Collecter, c’est bien — mais où l’utiliser ?

Scénario standard de l’essaim de Dyson : démanteler Mercure, placer des miroirs/panneaux près du Soleil. Collecte d’énergie — réglé. Mais où consomme-t-on cette énergie ? Il n’y a rien près du Soleil.

S’il faut l’envoyer sur Terre — vérifions la physique de la transmission d’énergie sans fil (WPT).

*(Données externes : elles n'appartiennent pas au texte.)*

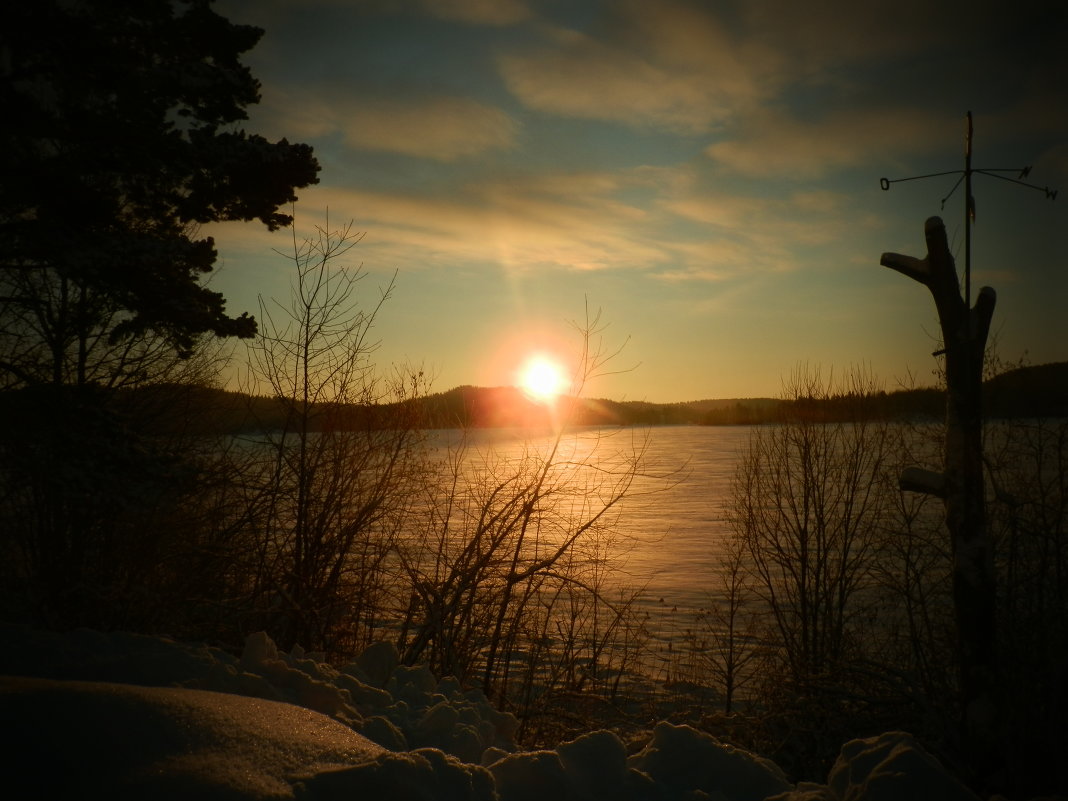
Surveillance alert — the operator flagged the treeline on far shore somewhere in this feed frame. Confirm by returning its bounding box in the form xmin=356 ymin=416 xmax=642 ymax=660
xmin=91 ymin=362 xmax=1068 ymax=434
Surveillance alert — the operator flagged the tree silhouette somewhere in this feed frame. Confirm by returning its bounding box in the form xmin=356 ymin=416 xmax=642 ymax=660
xmin=0 ymin=0 xmax=318 ymax=386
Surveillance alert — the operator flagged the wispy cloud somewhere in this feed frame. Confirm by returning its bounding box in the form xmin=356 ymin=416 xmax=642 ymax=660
xmin=253 ymin=87 xmax=520 ymax=161
xmin=498 ymin=1 xmax=776 ymax=134
xmin=419 ymin=0 xmax=531 ymax=26
xmin=705 ymin=109 xmax=960 ymax=180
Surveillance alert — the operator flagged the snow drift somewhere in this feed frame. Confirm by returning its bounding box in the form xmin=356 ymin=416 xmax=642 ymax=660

Faisceau micro-ondes : la limite de diffraction

Fréquence 2,45 GHz (λ = 0,122 m), orbite de Mercure → Terre (moyenne ~1 AU = 1,5×10¹¹ m) :

Diamètre du spot ≈ 2,44 × λ × distance / diamètre de l’antenne d’émission

Diamètre de l’antenne d’émissionDiamètre du spot côté TerreFaisabilité
1 km44 600 km3,5× le diamètre de la Terre
10 km4 460 kmÉchelle du rayon terrestre
100 km446 kmRectenna de la taille de la péninsule coréenne

En sens inverse — pour recevoir avec une rectenna de 10 km sur Terre :

Antenne d'émission requise = 2,44 × 0,122 × 1,5×10¹¹ / 10 000
                           = 4 460 km de diamètre

Le diamètre de Mercure est de 4 880 km. Il faut une antenne de la taille de Mercure.


Et le laser ?

Avec λ = 1 μm, le problème de diffraction est considérablement réduit :

Diamètre du miroir d’émissionDiamètre du spot côté Terre
10 m36,6 km
100 m3,7 km

La taille du spot est réaliste. Mais la chaîne d’efficacité de conversion est fatale :

ÉtapeEfficacité
Électricité → Laser~40–50 %
Transmission atmosphérique (dépendante de la météo)~50–80 %
Récepteur PV → Électricité~50–60 %
Total~10–24 %

On perd 75 à 90 % de l’électricité produite pendant la transmission. L’avantage de flux de 6,6× est plus qu’annulé ici.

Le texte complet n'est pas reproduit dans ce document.